So nicht. Für Claude Janiak ist klar: Wenn geltendes Recht verletzt wird, dann muss der Bund eingreifen und mit Sanktionen reagieren. «Schlaumeiereien mögen sympathisch sein, dürfen aber die Rechtsordnung nicht verletzen», hält der Baselbieter SP-Ständerat fest. Und der Verdacht liegt nahe: Seit Ende April bietet die deutsche Fernbusbetreiberin Flixbus Fahrten von Zürich zum Basler Euro-Airport an – für gerade mal 9.90 Franken. Möglich ist das nur dank Tiefstlöhnen für ausländische Chauffeure.

Das Angebot ist umstritten und sorgte bereits mehrfach für Schlagzeilen. Knackpunkt ist das sogenannte «Kabotage-Verbot». Gemäss dem Landverkehrsabkommen verbietet dieses ausländischen Gesellschaften, ohne entsprechende Konzession Personen oder Waren zwischen zwei inländischen Zielen zu transportieren.

So sollen hiesige Transportunternehmen wie die SBB oder die Basler Verkehrsbetriebe (BVB) vor ausländischer Billigkonkurrenz geschützt werden. Es gehe hier auch um Lohndumping, das verhindert werden soll, kommentiert Janiak. Deshalb fordert er nun den Bundesrat per Vorstoss dazu auf, das Flixbus-Angebot genauer unter die Lupe zu nehmen.

Destination Lörrach nur Alibi?

Heute umfährt Flixbus das Kabotage-Verbot mit einem Trick: Die Fernbusbetreiberin überquert auf ihrer Strecke zuerst die Grenze nach Deutschland. Und anstatt den schweizerischen Flughafen-Zugang anzufahren, steuert der Bus rund ein dutzend Mal täglich den nur wenige Meter entfernten französischen Flughafensektor an.

Damit umgeht das Unternehmen eine nötige Konzession, die mit strengen Auflagen verbunden wäre. Erteilt wird diese nämlich nur, wenn die neue Strecke keine bestehenden und von der öffentlichen Hand mitfinanzierten Verkehrsangebote konkurrenziert.

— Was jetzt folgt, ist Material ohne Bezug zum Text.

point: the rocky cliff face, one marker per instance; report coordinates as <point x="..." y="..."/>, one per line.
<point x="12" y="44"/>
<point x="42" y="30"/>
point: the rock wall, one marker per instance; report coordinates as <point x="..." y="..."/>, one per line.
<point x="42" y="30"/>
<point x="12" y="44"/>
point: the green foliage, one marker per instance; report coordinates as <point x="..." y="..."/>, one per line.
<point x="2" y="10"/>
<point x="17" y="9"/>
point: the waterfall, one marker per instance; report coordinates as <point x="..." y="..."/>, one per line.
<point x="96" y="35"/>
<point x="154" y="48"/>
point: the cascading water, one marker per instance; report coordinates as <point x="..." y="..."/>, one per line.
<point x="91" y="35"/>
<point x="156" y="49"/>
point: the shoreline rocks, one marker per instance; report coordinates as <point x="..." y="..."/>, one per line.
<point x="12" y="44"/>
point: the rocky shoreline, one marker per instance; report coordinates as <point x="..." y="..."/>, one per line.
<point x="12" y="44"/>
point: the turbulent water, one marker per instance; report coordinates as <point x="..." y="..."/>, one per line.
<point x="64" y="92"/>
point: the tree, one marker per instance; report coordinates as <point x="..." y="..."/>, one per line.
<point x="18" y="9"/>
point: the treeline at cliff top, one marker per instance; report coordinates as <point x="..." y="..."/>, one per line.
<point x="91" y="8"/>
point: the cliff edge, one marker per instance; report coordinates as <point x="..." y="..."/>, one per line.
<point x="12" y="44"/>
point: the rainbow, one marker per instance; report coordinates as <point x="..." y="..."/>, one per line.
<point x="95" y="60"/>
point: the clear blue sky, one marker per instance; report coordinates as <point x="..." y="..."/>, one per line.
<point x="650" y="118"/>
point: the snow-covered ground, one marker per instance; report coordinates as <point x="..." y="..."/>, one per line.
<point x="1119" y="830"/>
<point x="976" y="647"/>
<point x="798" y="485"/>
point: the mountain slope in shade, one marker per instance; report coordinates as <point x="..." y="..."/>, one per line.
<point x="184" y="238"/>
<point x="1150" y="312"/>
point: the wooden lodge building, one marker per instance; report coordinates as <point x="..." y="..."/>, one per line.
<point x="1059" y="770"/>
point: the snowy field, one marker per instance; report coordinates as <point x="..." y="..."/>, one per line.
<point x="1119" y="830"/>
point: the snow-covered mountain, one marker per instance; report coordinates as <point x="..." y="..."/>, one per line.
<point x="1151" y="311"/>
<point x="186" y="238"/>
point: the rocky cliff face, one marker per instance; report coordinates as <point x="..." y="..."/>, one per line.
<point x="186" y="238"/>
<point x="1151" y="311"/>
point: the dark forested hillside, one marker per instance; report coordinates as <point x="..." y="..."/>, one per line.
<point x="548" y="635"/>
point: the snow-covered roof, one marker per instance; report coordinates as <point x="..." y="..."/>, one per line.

Die BVB stehen dem neuen Busangebot denn auch «mit gewissen Vorbehalten gegenüber». Wie die BVB gegenüber der «Tageswoche» ausgeführt haben, komme es an den Bahnhöfen regelmässig zu Konfliktsituationen, weil zu wenig Parkraum zur Verfügung stehe. Zudem könne «das neue Angebot zu Minderverkehr auf der Flughafenbuslinie 50 führen, mit der Folge von Einnahmeverlusten für TNW und entsprechenden Mehrkosten für die öffentliche Hand».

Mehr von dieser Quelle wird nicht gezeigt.